Das Sachwalterschaftsrecht sieht eine Verpflichtung zum persönlichen Kontakt vor. Gerade bei von Anwält_innen übernommenen Sachwalterschaften ist das oft nicht gegeben. Die meisten Klient_innen werden selten oder nie von ihren anwaltlichen Sachwalter_innen besucht.
Doch das Sachwalterschaftssystem braucht die Anwält_innen. Denn der Staat stellt nicht die Mittel zur Verfügung, die für einen Ausbau der Sozialhilfe für besachwaltete Menschen notwendig wären. Die Sachwalterschaftsvereine werden zwar zu 90 Prozent vom Justizministerium gefördert. Doch aufgestockt werden deren Mittel nicht. Die Erwachsenensozialarbeit, in deren Aufgabenbereich der Aufbau von Alternativen zur Sachwalterschaft fallen könnte, wird nicht mehr gefördert. Die Bundesländer ziehen sich immer mehr aus diesem Feld zurück.
Somit wird Sachwalterschaft zu einem Disziplinierungsinstrument, das in erster Linie die Ruhigstellung der Betroffenen bewirken soll. Während Marlovits der Meinung ist, »dass ein Sachwalter eigentlich auf die Abschaffung der Gründe für die Besachwaltung» hinarbeiten sollte, passiert in der Wirklichkeit oft das Gegenteil. Gerichte legen in über der Hälfte aller Fälle eine Sachwalterschaft nicht für bestimmte Aufgabenbereiche fest, sondern bestellen den Sachwalter gleich «für alle Angelegenheiten».
Um diese Praxis zu verändern, wird seit einiger Zeit in Österreich mit dem so genannten Clearing experimentiert. Dieses findet an 17 Gerichtsstandorten in Österreich statt und soll heuer zu Resultaten kommen. Über das Clearing können Gerichte feststellen lassen, ob es Alternativen zu einer Besachwaltung gibt. Bei einem Drittel der zu einem Clearingverfahren geschickten Personen wird festgestellt, dass keine Besachwaltung nötig ist. Die Gerichte folgen dem zu 85 Prozent.
Nach wie vor gibt es nur wenige Chancen, aus einer bestehenden Sachwalterschaft wieder herauszukommen.

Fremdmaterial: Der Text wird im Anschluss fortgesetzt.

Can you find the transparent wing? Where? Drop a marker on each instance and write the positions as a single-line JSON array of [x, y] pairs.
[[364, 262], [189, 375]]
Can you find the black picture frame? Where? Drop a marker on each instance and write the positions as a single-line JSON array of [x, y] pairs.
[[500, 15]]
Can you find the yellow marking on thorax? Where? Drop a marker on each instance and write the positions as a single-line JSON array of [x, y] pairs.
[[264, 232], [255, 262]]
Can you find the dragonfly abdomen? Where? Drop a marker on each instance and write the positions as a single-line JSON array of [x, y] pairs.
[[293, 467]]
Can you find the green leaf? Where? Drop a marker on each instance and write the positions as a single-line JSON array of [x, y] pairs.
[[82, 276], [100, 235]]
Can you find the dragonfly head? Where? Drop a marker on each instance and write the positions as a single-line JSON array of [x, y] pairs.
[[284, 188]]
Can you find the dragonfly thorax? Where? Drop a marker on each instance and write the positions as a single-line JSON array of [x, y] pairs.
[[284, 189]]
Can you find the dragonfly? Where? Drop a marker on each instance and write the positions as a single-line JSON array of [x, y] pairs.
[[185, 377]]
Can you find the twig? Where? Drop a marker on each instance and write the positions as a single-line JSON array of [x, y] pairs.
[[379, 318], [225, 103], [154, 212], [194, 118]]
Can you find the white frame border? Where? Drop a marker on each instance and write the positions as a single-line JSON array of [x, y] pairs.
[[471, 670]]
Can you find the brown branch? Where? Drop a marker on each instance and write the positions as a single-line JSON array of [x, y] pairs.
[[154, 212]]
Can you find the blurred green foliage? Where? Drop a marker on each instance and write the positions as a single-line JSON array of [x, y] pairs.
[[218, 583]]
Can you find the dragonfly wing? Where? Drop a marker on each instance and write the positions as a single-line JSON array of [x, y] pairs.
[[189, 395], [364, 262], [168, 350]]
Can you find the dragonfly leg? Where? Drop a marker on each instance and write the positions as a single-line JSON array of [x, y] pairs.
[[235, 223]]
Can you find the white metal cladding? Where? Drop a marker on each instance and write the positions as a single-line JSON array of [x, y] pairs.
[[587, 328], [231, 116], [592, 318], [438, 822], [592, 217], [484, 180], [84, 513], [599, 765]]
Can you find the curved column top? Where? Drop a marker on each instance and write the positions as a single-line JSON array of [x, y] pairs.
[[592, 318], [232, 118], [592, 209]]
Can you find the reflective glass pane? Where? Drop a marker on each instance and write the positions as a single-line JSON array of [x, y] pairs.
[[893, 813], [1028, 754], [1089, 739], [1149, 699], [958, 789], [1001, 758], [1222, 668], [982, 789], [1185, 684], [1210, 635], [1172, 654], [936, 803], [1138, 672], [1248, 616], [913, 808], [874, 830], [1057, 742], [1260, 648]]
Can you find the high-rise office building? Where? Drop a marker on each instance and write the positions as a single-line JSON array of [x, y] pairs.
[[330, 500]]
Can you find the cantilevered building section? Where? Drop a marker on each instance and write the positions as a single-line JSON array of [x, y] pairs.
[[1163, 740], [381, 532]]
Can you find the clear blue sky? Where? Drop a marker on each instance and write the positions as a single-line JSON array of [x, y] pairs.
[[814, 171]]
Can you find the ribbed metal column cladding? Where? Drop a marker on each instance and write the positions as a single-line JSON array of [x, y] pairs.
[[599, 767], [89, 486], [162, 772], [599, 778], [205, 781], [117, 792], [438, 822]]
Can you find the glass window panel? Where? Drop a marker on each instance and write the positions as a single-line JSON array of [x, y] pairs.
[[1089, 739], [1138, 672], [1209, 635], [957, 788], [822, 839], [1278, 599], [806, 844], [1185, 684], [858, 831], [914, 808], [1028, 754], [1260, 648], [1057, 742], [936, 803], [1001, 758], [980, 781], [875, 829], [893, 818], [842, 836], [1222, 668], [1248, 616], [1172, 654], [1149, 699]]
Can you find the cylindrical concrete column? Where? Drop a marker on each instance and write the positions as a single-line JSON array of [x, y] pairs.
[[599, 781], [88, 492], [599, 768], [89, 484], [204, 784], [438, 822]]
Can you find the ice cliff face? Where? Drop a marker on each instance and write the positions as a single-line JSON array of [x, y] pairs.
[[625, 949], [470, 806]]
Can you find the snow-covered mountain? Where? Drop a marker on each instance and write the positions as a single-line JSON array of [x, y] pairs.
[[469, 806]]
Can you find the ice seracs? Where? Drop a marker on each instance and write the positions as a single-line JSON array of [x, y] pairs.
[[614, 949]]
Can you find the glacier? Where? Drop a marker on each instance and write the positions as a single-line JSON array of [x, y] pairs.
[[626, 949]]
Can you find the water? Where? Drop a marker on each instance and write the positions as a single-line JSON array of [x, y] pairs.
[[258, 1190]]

Einmal beschlossen, wird eine Sachwalterschaft kaum wieder aufgehoben.
Behindertenverbände fordern derweil die Abschaffung der Sachwalterschaft. Das Justizministerium plant für 2016 eine Reform. Im Justizministerium tagt dazu eine barrierefreie Arbeitsgruppe, die nach partizipativen Formen «unterstützter Entscheidungsfindung» sucht. Damit ist gemeint, dass Menschen nicht fremdbestimmt besachwaltet werden sollen, sondern mit ausgebildeten Fachkräften an ihrer Seite in ihrer Entscheidungsfindung unterstützt werden sollen.
So etwas konsequent umzusetzen kostet Geld. Zukünftige Regierungen werden sich daran messen lassen müssen, ob sie bereit sind, es auszugeben.